Born in 1952 near West Bank city of Tulkarm
Holds a PhD in economics from the University of Texas
Worked at the World Bank in Washington from 1987-1995
IMF representative to Palestine until 2001
Finance minister under the Fatah-controlled administration from 2002-2005
Credited with cracking down on official corruption
Arab foreign ministers are holding an emergency meeting in Cairo, while Egypt has pulled its envoys out of Gaza in protest at Hamas' takeover.
An uneasy calm has returned to the Strip after a week of fierce fighting between members of Mr Abbas's Fatah movement and Hamas, which claimed at least 100 lives.
Vehicles returned to the roads and shops were open in Gaza. Few armed men were visible on the streets and there were reports of only sporadic gunfire.
However, outbreaks of looting at former Fatah strongholds were reported, while the home of Fatah strongman Mohammed Dahlan was stripped bare.
Masked Hamas gunmen ransacked Mr Abbas' seafront offices on Friday, discarding portraits of the Palestinian Authority President and his predecessor, Yasser Arafat, on the floor, their glass frames in pieces.
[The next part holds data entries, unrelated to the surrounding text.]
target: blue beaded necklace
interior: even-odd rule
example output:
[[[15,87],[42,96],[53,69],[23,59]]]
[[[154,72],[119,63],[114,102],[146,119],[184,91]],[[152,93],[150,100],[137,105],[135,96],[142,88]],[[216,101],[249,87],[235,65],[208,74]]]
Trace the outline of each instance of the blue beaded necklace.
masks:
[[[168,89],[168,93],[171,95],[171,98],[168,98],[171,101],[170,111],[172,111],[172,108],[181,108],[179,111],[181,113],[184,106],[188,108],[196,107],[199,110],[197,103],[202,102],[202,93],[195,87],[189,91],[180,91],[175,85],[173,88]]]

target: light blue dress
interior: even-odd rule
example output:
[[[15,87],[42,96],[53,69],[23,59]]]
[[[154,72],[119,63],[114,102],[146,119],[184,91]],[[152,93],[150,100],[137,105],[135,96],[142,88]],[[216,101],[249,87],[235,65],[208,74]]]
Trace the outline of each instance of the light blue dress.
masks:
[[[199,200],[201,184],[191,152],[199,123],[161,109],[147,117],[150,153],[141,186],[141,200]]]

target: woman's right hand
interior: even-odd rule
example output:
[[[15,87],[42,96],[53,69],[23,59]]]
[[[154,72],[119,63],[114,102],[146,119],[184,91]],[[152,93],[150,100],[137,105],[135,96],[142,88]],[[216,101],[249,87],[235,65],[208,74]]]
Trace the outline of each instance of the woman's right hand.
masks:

As Hamas consolidated its grip on power, the group said it had released several top Fatah military commanders seized during the violence under a prisoner "amnesty".
Hamas' military wing called for the immediate release of BBC journalist Alan Johnston, abducted in Gaza in March.
They said his continued detention was unacceptable and Hamas TV reported on Friday night that "practical steps" were being taken to bring about Mr Johnston's freedom.
Meanwhile, about 200 Fatah officials from Gaza have sought refuge in Egypt since Thursday.
A further 3,000 Palestinian civilians are now stranded on the Egyptian side of the Rafah crossing which is closed. Rafah provides the people of Gaza with their only point of access to the outside world.
Hamas has said it intends to take control of the crossing point. However, it is not certain that Israel, Egypt and the European monitors who operated the facility will allow that.
Rule by decree
President Abbas dismissed the three-month-old unity government on Thursday and declared a state of emergency.
He has said he will rule by presidential decree until the conditions are right for early elections.
Under the Palestinian Basic Law, essentially the Palestinian constitution, the president can rule by decree for 30 days. This can be extended with the approval of the parliament.
The BBC's Matthew Price in Jerusalem says this may be an irrelevance, as Mr Abbas appears to no longer have any influence in Gaza.
Our correspondent says the West Bank and Gaza Strip will now effectively be split from one another - Gaza run by Hamas and the West Bank by Fatah.
There are also fears that violence will spread to the West Bank, where Fatah is dominant.